"The most protected building on Earth has fallen."
-- Lawrence O'Donnell (himself)
Almost eerie how timely this movie is. As we watch North Korean propaganda and listen to boy potentate Kim Jong Un promise to launch nuclear destruction on us, Hollywood conveniently has an action movie where the danger from Al Qaeda is eclipsed by Kang (Rick Yune), a North Korean terrorist who commandeers the White House and holds the President (Aaron Eckhart) hostage, threatening the POTUS's execution if his demands are not met. While it's pretty easy to guess what those demands might be, Kang's true objective may not be so immediately apparent.
Just as an aside, I wonder how many people would actually vote for Aaron Eckhart for President. Do you think it would be more or less than voted for Harrison Ford in Air Force One, or Morgan Freeman in Deep Impact? Bet it would be a LOT more than would have voted for Donald Pleasance in Escape From New York or Cliff Robertson in its follow-up, Escape From L.A. Limiting our consideration to the 20th and 21st centuries -- sorry, Abraham Lincoln, Vampire Hunter (and let's not forget the low-budget knockoff, Abraham Lincoln vs. Zombies) -- I think the winner for action Presidents would have to be Bill Pullman in Independence Day, even over FDR: American Badass! The exclamation point, by the way, is actually part of the title. I'm also excluding Ronald Reagan, who actually made a few "action movies," as defined in their day, because he didn't really play a President in them, just settled for actually becoming one some decades after the demise of his acting career.
Of course, there's no clue in director Antoine Fuqua's Olympus Has Fallen as to what Eckhart's "President Benjamin Asher" did before his presidency, or even which party he belongs to. But, while he has his share of tense scenes involving shootings, knifings, and Secretary of Defense beatings, it's not really his movie. The film is really about ex Secret Service agent Mike Banning, played by Gerard Butler, desperately trying to disguise his Scottish accent, and being generally successful at it.

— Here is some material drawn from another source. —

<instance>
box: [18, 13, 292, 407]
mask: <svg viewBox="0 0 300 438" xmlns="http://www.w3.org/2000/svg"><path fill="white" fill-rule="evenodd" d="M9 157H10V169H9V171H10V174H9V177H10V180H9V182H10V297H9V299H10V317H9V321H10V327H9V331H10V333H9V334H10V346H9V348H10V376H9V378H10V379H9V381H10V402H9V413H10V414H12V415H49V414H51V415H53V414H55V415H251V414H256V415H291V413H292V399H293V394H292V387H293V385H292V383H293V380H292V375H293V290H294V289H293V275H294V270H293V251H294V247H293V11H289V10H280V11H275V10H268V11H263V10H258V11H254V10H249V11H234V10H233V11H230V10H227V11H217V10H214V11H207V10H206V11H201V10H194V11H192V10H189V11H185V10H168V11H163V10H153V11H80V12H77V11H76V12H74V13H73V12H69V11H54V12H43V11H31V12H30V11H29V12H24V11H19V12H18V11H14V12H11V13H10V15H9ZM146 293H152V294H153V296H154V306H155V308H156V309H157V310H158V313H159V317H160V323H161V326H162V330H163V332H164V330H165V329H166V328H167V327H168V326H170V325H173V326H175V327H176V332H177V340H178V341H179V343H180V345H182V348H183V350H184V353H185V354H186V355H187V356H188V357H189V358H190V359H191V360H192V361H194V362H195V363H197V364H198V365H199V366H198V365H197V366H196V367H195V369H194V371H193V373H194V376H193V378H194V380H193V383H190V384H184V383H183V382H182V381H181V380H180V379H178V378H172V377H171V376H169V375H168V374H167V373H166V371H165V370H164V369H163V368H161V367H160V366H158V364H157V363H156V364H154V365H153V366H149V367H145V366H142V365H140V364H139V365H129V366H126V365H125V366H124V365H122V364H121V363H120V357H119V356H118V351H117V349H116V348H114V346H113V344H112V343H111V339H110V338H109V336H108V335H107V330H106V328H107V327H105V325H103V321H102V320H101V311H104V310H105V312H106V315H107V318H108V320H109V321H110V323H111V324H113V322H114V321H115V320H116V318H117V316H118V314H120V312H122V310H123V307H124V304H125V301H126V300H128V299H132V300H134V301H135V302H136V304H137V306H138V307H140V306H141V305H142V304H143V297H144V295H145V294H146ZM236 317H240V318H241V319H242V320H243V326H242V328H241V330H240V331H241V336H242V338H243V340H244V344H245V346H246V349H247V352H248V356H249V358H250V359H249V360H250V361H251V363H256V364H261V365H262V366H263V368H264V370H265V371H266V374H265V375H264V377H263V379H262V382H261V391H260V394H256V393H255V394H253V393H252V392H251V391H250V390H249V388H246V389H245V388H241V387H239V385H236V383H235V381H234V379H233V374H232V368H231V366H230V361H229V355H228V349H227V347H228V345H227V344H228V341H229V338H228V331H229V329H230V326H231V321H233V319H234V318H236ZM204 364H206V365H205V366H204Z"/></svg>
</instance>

Mike has not been so successful guarding the First Family, and so was relieved of his duty, but now has a second chance, as he is trapped inside the White House walls when Kang and his henchmen invade and threaten the President and the First Kid. If it sounds reminiscent of the original Die Hard, there are indeed thematic similarities, such as the central idea of one man caught in an occupied building, occasionally trading threats and wisecracks with the head terrorist over a walkie during lulls in the carnage. Of course, Die Hard didn't have Morgan Freeman, Angela Bassett, and Robert Forster -- as the Speaker of the House, the head of the Secret Service, and the Chief of the Joint Chiefs, respectively -- as a background chorus to cheer the hero on, and I've got to admit it is indeed an impressive cast, which also includes Ashley Judd as the First Lady, Dylan McDermott as another former Secret Service agent and also Mike's friend, and Oscar-winner Melissa Leo as the scrappiest Secretary of Defense ever seen onscreen, or off, for that matter.
The first act will knock your socks off. The sheer brazenness and bloodthirstiness of the initial attack on the White House is jaw-dropping and horrifying, in the same sense as watching national landmarks (not to mention populations) vaporized in Independence Day. Such an attack on American soil, even after Pearl Harbor and 9/11, is so unthinkable that it's not implausible that we could be taken by surprise yet a third time. Afterwards, the film becomes a little less spectacular, as the action shifts to more one-on-one confrontations as Mike sneaks around the corpse-littered White House hallways and offices trying to rescue the President, encountering sporadic North Korean terrorists.
If you've managed to forget the horror of Sandy Hook enough to once again find slaughter entertaining, director Fuqua (Training Day, King Arthur and Brooklyn's Finest) delivers up one of the tightest and most spectacular action movies in years, all for a comparatively economical $70 million. As silly as it all ultimately is, we can only hope that Hollywood screenwriters continue to be craftier than real-life terrorists.